I definitely flourished living in Salt Lake. After playing what felt like hundreds of small gigs at raves, house parties, restaurants, and dive bars, I started getting residencies at reputable venues where I could test out concept nights and hone my craft. The Urban Lounge, Manhattan Club, Bricks, Axis, The Red Door, Club Blue, and the mighty W Lounge come to mind. I had several important mentors who gave me up close and personal access to traveling DJs, opportunities, and experiences I'll never forget, like tagging along to go crate digging with "CJ" Mackintosh, who's responsible for adding the scratching element to M|A|R|R|S' 1987 hit "Pump Up the Volume."

Outside of clubland, the incomparable Gary Vlasic brought me in for high-profile corporate gigs like museum galas, downtown art activations, fundraisers, and festivals, including Sundance, which led to even bigger opportunities performing at Utah Pride, during the 2002 Winter Olympics, and opening for acts like Empire of the Sun, Crystal Waters, and En Vogue. Working with NOW-ID on many site specific projects has been beyond rewarding as well.

Throughout all of this, my collective New City Movement with Matthew Fit and lots of other amazing people has tried to build something that is about more than just nightlife.
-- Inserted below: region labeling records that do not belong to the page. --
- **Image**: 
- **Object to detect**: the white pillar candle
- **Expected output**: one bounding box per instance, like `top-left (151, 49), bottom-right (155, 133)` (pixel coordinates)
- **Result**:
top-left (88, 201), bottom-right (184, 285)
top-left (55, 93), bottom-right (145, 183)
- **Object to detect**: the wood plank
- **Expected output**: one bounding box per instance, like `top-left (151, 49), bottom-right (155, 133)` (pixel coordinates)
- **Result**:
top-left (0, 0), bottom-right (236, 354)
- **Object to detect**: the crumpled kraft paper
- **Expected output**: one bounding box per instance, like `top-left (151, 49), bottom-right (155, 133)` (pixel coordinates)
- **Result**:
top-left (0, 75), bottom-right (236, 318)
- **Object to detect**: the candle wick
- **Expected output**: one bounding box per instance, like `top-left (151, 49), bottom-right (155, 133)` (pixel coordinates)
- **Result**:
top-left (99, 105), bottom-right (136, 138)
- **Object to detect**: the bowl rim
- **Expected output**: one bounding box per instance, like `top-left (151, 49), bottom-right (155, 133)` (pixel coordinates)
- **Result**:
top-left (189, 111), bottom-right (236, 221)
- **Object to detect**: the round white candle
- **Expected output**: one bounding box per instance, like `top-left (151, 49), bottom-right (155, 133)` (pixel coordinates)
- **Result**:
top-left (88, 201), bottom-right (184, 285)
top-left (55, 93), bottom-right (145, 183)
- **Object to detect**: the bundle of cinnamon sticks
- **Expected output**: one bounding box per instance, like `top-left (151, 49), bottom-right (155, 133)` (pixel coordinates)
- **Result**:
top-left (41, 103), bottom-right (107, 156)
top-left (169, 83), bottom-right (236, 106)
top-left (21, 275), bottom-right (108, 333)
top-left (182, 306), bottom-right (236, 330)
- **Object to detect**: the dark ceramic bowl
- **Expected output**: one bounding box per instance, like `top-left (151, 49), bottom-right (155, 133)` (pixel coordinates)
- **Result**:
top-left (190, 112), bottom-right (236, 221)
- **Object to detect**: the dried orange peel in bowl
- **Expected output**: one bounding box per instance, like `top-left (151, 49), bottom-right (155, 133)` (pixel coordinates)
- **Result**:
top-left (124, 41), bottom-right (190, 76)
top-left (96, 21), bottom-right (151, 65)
It's been about creating our own fun, community, and activating culture in a city that's needed the occasional nudge.

My DJ style is warm, gay, and groovy, always reaching for emotive. Rooted in the history of vocal, funky, acid house, and disco, I like to ride the line between current and classic, familiar and underground.

NYE at Urban Lounge, 2025

HAVING WORKED IN BOTH CITIES, HOW DO YOU SEE THE DJ AND MUSIC SCENES IN VANCOUVER AND SALT LAKE CITY DIFFER? ARE THERE ANY PARTICULAR CULTURAL OR CROWD DYNAMICS THAT STAND OUT?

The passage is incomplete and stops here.